A Security Assessment is the process of employing administration tools & techniques to verify the security of configurations, infrastructure, deployment tiers and even the physical protections.
Shield Cyber Security team will verify configurations for systems, databases and network devices, as well as assess the infrastructure for security problems.
The network is not the only entry point! Verify the physical protection of data centers, IT departments and organizational assets against physical intrusions.
As opposed to Penetration Testing services, a Security Assessment is performed through the perspective of a security administrator (rather than a hacker).
In many cases, organizations do not prefer to employ penetration tests because of a myriad of reasons (such as legal, service disruption concerns, or budget). In this case, a Security Assessment can be the optimal choice, as it allows organizations to check the security configurations, database, physical infrastructure... etc, without having to perform a full penetration test.
Penetration Testing is the process of intentionally hacking and attacking your own network, web applications and organization, for checking how secure your assets really are. Attackers have no regard to your organization's internal policies, the trustworthiness of your employees, or the expertise of your technical staff. Only one fact matters to them; are you vulnerable.
Are you vulnerable? To answer this question; an organization must perform a Penetration Test, in which simulated hacking attacks are performed on its cyberspace, to determine - based on facts and results - how secure (or insecure) an organization really is.
It is in an organization's best interest, economically, and for the sake of reputation, to answer that question before the attackers do.
Vulnerability Assessment is the process of finding, identification and classification of security holes and weaknesses. Vulnerability Assessment provides an insight into the organization's current state of security, and the effectiveness of its countermeasures (if any).
Shield Cyber Security performs detailed Vulnerability Assessments on all technical layers of an organization, from web applications to network devices, and classifies all discovered vulnerabilities according to risk level and severity for example: a) tested infrastructure for security issues such as insecure configuration, outdated software, or default passwords. b) aim to comply with an information security standard such as ISO27001.
The results of Vulnerability Assessments performed by Shield Cyber Security help your organization develop an asset-aware security road map according to which assets require higher priority.
Shield Cyber Security team will perform an in-depth application code analysis to detect security vulnerabilities.
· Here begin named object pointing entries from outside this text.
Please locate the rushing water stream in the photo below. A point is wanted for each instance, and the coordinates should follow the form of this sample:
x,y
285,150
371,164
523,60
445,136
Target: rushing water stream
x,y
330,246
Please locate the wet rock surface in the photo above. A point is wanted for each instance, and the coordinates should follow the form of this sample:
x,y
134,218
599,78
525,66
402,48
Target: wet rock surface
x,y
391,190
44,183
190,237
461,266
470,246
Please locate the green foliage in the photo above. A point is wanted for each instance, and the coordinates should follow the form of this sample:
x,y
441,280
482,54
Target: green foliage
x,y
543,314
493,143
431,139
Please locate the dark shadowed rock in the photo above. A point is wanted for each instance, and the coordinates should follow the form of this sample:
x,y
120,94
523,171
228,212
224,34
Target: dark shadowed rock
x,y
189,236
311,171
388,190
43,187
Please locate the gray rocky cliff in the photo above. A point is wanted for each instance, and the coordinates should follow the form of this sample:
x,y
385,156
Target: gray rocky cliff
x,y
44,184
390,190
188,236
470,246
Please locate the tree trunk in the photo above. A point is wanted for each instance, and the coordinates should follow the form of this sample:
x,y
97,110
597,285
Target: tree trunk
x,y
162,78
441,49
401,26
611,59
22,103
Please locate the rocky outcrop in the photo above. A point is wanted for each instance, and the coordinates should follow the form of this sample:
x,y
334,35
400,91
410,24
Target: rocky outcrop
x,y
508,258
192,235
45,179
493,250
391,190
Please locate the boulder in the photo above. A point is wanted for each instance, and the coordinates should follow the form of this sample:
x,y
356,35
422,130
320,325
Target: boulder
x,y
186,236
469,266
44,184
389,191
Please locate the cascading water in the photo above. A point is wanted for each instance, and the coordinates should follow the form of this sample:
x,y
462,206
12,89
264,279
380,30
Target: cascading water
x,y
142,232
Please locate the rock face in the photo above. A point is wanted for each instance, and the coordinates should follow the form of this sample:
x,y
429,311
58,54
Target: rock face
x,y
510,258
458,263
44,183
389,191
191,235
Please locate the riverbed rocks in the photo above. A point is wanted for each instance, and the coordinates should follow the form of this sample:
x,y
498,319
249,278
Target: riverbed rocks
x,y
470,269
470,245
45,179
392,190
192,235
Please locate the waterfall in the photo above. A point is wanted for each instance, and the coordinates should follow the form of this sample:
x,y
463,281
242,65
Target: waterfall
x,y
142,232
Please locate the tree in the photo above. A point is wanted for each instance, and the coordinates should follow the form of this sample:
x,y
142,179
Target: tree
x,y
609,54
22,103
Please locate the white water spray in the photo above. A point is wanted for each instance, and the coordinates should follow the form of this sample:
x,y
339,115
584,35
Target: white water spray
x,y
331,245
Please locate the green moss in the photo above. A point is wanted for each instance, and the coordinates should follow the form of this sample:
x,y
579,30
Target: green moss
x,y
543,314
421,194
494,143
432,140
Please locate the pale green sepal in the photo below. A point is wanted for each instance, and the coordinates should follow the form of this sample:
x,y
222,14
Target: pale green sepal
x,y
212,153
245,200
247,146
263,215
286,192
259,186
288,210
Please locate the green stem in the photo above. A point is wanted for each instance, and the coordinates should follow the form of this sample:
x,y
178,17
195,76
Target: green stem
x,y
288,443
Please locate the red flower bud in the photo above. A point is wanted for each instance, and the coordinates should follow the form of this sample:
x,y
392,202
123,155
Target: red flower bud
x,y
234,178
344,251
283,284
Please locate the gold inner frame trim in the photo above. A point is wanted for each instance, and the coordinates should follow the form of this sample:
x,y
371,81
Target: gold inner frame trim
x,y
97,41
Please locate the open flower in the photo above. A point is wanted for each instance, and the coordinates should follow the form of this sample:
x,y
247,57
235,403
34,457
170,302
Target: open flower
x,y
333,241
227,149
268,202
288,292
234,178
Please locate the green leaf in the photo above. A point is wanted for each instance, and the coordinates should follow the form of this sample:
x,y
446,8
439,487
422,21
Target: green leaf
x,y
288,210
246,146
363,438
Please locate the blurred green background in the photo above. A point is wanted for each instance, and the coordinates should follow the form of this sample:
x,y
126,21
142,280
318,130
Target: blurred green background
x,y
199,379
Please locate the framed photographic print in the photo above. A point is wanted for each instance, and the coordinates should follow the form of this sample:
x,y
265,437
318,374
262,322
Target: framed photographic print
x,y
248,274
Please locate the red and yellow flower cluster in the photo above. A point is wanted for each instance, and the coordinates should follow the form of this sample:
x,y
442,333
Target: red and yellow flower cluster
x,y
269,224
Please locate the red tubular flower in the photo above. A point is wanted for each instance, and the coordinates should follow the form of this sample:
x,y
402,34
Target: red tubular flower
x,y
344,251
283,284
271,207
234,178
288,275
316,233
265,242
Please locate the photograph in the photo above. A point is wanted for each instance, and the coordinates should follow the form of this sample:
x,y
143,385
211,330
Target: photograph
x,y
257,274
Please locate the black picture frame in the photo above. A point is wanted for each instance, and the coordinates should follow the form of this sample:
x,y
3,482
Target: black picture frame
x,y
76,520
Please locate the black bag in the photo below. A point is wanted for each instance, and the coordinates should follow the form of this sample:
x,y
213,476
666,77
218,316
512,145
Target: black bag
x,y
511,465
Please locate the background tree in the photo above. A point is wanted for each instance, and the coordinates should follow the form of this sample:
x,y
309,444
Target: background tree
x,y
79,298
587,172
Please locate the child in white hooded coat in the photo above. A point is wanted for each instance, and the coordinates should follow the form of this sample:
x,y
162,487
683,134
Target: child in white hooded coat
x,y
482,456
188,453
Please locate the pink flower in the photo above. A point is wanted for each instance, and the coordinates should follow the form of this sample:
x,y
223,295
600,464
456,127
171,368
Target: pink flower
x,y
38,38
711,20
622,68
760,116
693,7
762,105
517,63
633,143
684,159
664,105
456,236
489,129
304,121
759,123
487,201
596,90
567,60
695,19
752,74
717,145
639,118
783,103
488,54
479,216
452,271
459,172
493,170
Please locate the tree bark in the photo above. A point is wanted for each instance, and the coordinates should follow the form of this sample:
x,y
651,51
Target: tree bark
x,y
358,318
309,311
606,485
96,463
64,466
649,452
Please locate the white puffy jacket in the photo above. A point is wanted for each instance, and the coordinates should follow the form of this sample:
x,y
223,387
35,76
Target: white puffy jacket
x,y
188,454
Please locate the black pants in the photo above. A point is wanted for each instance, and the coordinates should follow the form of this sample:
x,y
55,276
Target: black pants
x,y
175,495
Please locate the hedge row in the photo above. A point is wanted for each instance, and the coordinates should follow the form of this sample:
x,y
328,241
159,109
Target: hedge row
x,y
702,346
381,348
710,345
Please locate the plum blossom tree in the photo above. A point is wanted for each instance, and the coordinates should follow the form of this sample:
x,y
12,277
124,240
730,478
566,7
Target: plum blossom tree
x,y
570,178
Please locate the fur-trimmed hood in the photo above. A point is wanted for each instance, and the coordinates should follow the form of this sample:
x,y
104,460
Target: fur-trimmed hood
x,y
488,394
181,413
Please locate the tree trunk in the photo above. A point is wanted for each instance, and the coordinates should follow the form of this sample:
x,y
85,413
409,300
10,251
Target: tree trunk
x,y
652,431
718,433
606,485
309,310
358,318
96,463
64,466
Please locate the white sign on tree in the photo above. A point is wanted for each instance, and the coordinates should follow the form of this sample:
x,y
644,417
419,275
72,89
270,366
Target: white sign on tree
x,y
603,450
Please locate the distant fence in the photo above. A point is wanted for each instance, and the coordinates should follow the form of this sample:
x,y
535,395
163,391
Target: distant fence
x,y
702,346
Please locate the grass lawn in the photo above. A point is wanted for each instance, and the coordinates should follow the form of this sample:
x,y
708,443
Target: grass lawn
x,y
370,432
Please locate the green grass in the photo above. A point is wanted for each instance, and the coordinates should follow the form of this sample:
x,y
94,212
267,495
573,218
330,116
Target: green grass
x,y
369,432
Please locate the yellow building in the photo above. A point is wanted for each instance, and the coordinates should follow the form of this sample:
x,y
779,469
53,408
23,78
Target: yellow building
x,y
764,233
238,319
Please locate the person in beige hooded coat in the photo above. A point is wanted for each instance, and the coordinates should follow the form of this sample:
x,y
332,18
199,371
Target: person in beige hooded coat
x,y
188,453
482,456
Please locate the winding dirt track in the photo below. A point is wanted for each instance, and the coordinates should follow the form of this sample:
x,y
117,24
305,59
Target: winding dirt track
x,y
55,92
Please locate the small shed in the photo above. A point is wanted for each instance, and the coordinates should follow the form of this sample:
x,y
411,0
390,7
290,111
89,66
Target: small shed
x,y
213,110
Input validation logic, memory management, authentication, API calls and code path flow are all important aspects of software that need to be reviewed and scrutinized.
Source Code Analysis helps in finding security problems that may get masked by the other layers in the network, especially since firewalls can be bypassed through application layer vulnerabilities.
Digital Forensics is the process of performing digital investigations in computer systems, and the legally accepted acquisition of digital evidence.
Shield Cyber Security team can analyze suspicious files, applications and even users, in order to help you secure your network perimeters and contain any possible damage.
Shield Cyber Security can help you analyze hacking attempts (failed or successful, external or internal), as well as collect digital evidence for any legal or technical purpose.
Through a realistic, scenario-based Security Awareness campaign, your employees can understand the culture of security and detect attacks & tricks targeted at your most important assets.
Shield Cyber Security will plan and implement a clear, to-the-point awareness campaign that will introduce security as a responsibility & quality of employees, rather than a burden to progress.